Resistance of t(17;19)-acute lymphoblastic leukemia cell lines to multiagents in induction therapy.

t(17;19)(q21-q22;p13), responsible for TCF3-HLF fusion, is a rare translocation in childhood B-cell precursor acute lymphoblastic leukemia(BCP-ALL). t(1;19)(q23;p13), producing TCF3-PBX1 fusion, is a common translocation in childhood BCP-ALL. Prognosis of t(17;19)-ALL is extremely poor, while that of t(1;19)-ALL has recently improved dramatically in intensified chemotherapy. In this study, TCF3-HLF mRNA was detectable at a high level during induction therapy in a newly diagnosed t(17;19)-ALL case, while TCF3-PBX1 mRNA was undetectable at the end of induction therapy in most newly diagnosed t(1;19)-ALL cases. Using 4 t(17;19)-ALL and 16 t(1;19)-ALL cell lines, drug response profiling was analyzed. t(17;19)-ALL cell lines were found to be significantly more resistant to vincristine (VCR), daunorubicin (DNR), and prednisolone (Pred) than t(1;19)-ALL cell lines. Sensitivities to three (Pred, VCR, and l-asparaginase [l-Asp]), four (Pred, VCR, l-Asp, and DNR) and five (Pred, VCR, l-Asp, DNR, and cyclophosphamide) agents, widely used in induction therapy, were significantly poorer for t(17;19)-ALL cell lines than for t(1;19)-ALL cell lines. Consistent with poor responses to VCR and DNR, gene and protein expression levels of P-glycoprotein (P-gp) were higher in t(17;19)-ALL cell lines than in t(1;19)-ALL cell lines. Inhibitors for P-gp sensitized P-gp-positive t(17;19)-ALL cell lines to VCR and DNR. Knockout of P-gp by CRISPRCas9 overcame resistance to VCR and DNR in the P-gp-positive t(17;19)-ALL cell line.

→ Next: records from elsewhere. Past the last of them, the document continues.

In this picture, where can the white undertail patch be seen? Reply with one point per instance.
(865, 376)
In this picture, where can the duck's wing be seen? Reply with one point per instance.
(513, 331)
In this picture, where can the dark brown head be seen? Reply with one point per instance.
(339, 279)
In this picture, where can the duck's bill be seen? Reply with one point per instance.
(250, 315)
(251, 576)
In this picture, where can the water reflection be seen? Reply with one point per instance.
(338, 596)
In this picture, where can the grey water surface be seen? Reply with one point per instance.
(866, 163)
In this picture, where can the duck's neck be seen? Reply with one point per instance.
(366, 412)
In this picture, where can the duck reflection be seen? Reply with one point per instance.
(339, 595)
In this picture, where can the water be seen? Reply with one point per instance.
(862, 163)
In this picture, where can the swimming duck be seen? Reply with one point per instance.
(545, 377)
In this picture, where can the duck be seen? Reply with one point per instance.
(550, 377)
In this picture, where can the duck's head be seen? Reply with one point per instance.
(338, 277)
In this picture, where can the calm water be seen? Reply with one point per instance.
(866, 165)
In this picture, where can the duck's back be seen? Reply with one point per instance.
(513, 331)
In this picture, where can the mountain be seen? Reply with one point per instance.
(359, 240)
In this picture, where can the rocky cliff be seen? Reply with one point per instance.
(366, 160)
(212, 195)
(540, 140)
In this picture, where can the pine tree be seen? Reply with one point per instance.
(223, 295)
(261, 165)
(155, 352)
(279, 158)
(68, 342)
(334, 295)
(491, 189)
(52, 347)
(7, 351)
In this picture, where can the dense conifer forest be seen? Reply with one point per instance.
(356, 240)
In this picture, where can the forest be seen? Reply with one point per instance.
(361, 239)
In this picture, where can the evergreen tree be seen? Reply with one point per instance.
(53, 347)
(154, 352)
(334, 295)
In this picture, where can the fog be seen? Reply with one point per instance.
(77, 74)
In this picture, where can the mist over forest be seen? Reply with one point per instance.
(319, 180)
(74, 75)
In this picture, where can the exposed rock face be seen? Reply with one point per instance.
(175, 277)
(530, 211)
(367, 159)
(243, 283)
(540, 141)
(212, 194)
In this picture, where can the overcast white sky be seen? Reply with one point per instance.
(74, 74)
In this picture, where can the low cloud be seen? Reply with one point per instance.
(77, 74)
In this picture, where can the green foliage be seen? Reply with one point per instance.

A combination of cyclosporine A with DNR prolonged survival of NSG mice inoculated with P-gp-positive t(17;19)-ALL cell line. These findings indicate involvement of P-gp in resistance to VCR and DNR in Pgp positive t(17;19)-ALL cell lines. In all four t(17;19)-ALL cell lines, RAS pathway mutation was detected. Furthermore, among 16 t(1;19)-ALL cell lines, multiagent resistance was usually observed in the cell lines with RAS pathway mutation in comparison to those without it, suggesting at least a partial involvement of RAS pathway mutation in multiagent resistance of t(17;19)-ALL.